Piłkarze Stomilu Olsztyn przed własną publicznością zawsze udowadniali, że są inną drużyną. Tak właśnie było w piątkowy wieczór, kiedy to olsztyńscy piłkarze zagrali zdecydowanie lepiej niż w dwóch w pierwszych spotkaniach. Podopieczni Piotra Zajączkowskigo zainkasowali trzy punkty i podskoczyli w ligowej tabeli.
Trener Piotr Zajączkowski przed tym meczem miał do dyspozycji większą ilość zawodników. Po urazie do zdrowia powrócił Rafał Remisz, który do tej pory nie mógł wybiec w podstawowej jedenastce, ale jak będzie tylko zdrowy to właśnie on będzie trzymał w ryzach olsztyńską obronę. Tak właśnie było w tym spotkaniu i było to pierwsze wzmocnienie składu Stomilu. Drugim piłkarzem, który zagrał od pierwszej minuty w tym meczu był Maciej Pałaszewski, który ponownie został wypożyczony z ekstraklasowego Śląska Wrocław.
- Miałem inne oferty gry, ale to Stomil był opcją numer jeden - powiedział Pałaszewski. - Grałem tutaj w rundzie wiosennej, dobrze się tutaj czuję, drużyna mnie super przyjęła. Śląsk nie był przekonany czy mnie puścić na kolejne wypożyczenie, więc został i walczyłem o grę na najwyższym poziomie rozgrywkowym. Na koniec jednak zgodzili się na moje odejście, za to im dziękuje, a teraz cieszę się, że jestem w Olsztynie.
Pierwszą bramkę w tym meczu mogli zdobyć goście, od utraty gola w 9. minucie Stomil uratowała poprzeczka. To był sygnał dla gospodarzy do zdecydowanie lepszej gry w ofensywie. Na prowadzenie Stomil wyszedł po golu Grzegorza Lecha, który pewnie wykonał rzut karny. Chwilę wcześniej w bardzo dobrej sytuacji został zahaczony w polu karnym i sędzia nie miał wątpliwości i wskazał na "wapno".
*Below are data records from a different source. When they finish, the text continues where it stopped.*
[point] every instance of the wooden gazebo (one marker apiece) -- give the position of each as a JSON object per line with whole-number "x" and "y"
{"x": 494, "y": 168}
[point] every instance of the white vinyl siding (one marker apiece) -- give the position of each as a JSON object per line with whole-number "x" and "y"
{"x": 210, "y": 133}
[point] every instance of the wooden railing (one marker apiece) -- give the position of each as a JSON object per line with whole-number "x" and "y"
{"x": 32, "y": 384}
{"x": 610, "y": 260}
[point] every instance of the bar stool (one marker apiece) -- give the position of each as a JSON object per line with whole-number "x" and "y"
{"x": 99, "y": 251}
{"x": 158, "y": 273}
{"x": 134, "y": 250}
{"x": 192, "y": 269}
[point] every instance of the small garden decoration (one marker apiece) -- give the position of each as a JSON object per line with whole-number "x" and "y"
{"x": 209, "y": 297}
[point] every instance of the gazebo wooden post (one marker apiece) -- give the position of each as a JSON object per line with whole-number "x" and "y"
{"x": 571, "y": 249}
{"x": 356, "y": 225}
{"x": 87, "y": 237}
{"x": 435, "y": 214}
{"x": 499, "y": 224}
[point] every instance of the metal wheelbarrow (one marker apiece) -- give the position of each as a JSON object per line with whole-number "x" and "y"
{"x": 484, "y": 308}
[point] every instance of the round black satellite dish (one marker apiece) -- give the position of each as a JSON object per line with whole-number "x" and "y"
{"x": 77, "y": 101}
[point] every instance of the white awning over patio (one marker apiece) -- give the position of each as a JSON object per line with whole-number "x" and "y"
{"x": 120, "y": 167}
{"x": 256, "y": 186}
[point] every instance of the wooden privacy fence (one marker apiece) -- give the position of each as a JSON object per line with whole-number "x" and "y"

W 66. minucie udało się jednak podwyższyć wynik, w polu karnym Szymon Sobczak wyłożył piłkę na 10 metr i bramkę zdobył Pałaszewski, który odmienił grę olsztyńskiej drużyny. W 72. minucie goście zdobyli kontaktową bramkę. Kolejny gol padł z rzutu karnego. W polu karnym piłkę ręką dotknął interweniujący Oleh Tarasenko, a "jedenastkę" na gola zamienił pewnym strzałem Adam Wolniewicz.
- Gratuluję moim piłkarzom, że po dwóch porażkach potrafili się podnieć i wygrać z bardzo trudnym rywalem, to jest nasz sukces - mówił na konferencji prasowej Piotr Zajączkowski, trener Stomilu. - Przy prowadzeniu 2:0 rzut karny trochę skomplikował sytuację. Naważniejsze, że dowieźliśmy trzy punkty i mamy chwilę oddechu.
- Bardzo dobrze nam się gra przed własną publicznością - dodaje napastnik Stomilu, Szymon Sobczak. - Pierwsze spotkania nie ułożyły się po naszej myśli. W meczu z Jastrzębiem stworzyliśmy sobie przede wszystkim dożo sytuacji, choć nie ustrzegliśmy się też błędów, które znów musimy przeanalizować. bardzo cieszą te trzy punkty i wierzę, że pójdziemy za ciosem.
Kolejna okazja do zdobycia punktów w kolejny piątek. Stomil zagra na wyjeździe z Odrą Opole. Kibice zastanawiają się jak ze zdrowiem zawodników, bo wszystkie trzy zmiany w meczu z Jastrzębiem były wymuszone urazami. Maciej Pałaszewski i Jakub Mosakowski powinni być gotowi do gry, największe wątpliwości są wobec Artura Siemaszko. Do gry po pauzie za czerwoną kartkę powraca Lukas Kubań.